YOUR SOLIN GENERATED RECIPE
Crispy Falafel with Tahini
Pan-seared chickpea and hemp seed falafel patties served with a tangy lemon-tahini yogurt sauce over a crisp, refreshing cucumber and tomato salad.
INGREDIENTS
0.5 cup cooked chickpeas
3 tbsp hemp hearts
1 cup nonfat Greek yogurt
1 tsp tahini
1 tsp avocado oil
0.25 cup fresh parsley
0.25 cup fresh cilantro
1 clove garlic
0.5 tsp ground cumin
0.25 tsp sea salt
0.25 tsp black pepper
1 tbsp lemon juice
1 cup cucumber
0.5 cup cherry tomatoes
PREPARATION
Place the cooked chickpeas, hemp hearts, parsley, cilantro, garlic, cumin, sea salt, and black pepper into a food processor.
Pulse the mixture until well combined but still slightly textured, then form into four small patties.
Heat the avocado oil in a non-stick skillet over medium heat.
Sear the falafel patties for 3-4 minutes per side until they develop a golden-brown, crispy exterior.

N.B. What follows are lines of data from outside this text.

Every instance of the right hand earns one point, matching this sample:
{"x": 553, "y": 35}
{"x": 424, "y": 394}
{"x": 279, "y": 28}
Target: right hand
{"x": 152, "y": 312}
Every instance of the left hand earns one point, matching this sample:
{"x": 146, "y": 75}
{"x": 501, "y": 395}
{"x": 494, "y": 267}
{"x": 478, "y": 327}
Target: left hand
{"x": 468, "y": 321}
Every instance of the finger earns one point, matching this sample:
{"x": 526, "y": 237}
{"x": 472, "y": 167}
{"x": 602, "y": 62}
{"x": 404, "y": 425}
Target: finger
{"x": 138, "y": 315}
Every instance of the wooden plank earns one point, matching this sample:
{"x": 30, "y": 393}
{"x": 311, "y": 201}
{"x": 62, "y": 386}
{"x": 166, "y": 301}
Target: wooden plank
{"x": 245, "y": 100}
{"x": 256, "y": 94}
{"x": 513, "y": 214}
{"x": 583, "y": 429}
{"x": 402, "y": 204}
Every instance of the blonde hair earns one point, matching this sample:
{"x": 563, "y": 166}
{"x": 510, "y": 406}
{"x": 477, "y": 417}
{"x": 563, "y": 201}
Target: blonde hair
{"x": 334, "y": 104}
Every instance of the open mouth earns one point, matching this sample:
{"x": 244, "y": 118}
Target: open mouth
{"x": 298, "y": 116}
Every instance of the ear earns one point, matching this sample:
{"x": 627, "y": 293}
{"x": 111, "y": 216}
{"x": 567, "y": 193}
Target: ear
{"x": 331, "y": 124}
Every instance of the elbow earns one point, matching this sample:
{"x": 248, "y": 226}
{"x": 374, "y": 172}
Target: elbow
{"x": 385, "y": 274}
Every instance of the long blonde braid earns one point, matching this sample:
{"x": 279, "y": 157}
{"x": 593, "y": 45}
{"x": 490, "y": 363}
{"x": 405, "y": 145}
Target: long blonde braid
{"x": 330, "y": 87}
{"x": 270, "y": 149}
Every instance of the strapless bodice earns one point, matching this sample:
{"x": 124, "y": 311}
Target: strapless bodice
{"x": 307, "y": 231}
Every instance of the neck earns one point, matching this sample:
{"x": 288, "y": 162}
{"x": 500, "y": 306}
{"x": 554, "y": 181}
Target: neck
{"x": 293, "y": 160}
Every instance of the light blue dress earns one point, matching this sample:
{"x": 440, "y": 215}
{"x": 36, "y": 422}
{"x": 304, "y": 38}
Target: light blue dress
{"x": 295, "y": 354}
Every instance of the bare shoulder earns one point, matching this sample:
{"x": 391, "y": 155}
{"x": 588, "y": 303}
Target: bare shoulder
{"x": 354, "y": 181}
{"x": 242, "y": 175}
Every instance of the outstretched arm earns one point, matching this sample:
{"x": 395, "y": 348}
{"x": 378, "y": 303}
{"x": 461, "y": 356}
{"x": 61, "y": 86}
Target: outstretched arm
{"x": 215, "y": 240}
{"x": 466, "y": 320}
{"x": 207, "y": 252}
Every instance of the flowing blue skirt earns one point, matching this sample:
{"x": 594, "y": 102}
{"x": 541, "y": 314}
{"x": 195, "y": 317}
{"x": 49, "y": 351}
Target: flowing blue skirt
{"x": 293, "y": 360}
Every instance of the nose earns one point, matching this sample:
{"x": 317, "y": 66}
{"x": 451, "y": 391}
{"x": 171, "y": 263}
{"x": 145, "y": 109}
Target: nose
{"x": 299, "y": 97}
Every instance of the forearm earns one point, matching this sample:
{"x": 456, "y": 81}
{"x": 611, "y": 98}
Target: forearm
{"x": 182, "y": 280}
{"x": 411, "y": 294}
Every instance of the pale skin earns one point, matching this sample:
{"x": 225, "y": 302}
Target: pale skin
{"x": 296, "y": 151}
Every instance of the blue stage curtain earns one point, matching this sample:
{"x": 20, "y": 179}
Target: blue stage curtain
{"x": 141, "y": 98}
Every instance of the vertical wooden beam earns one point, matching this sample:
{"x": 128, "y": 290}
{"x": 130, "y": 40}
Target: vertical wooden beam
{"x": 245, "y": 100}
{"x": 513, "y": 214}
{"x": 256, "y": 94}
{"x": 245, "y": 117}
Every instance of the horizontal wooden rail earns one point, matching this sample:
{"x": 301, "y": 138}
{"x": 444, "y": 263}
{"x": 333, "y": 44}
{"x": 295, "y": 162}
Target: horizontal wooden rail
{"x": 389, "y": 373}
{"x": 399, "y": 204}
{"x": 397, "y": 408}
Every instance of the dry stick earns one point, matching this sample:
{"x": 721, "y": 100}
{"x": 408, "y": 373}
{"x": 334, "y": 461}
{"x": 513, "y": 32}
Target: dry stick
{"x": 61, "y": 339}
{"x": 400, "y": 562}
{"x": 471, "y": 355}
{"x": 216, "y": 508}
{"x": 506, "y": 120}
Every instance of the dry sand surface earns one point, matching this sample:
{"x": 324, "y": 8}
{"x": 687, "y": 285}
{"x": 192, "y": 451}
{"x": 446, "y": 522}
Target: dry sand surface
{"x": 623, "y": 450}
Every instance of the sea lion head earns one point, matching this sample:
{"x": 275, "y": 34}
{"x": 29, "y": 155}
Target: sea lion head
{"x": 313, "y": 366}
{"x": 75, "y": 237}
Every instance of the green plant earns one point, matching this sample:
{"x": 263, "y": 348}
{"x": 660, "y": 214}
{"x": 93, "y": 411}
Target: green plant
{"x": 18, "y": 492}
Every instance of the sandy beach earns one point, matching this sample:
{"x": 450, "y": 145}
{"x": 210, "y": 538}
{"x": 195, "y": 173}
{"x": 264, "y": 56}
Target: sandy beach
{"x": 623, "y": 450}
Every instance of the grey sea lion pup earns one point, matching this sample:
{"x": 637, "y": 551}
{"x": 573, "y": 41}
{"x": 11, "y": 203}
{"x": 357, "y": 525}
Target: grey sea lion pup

In a small bowl, whisk together the Greek yogurt, tahini, and lemon juice until the sauce is smooth and creamy.
Arrange the chopped cucumber and halved cherry tomatoes on a plate.
Top the vegetables with the warm falafel patties and finish with a generous drizzle of the lemon-tahini sauce.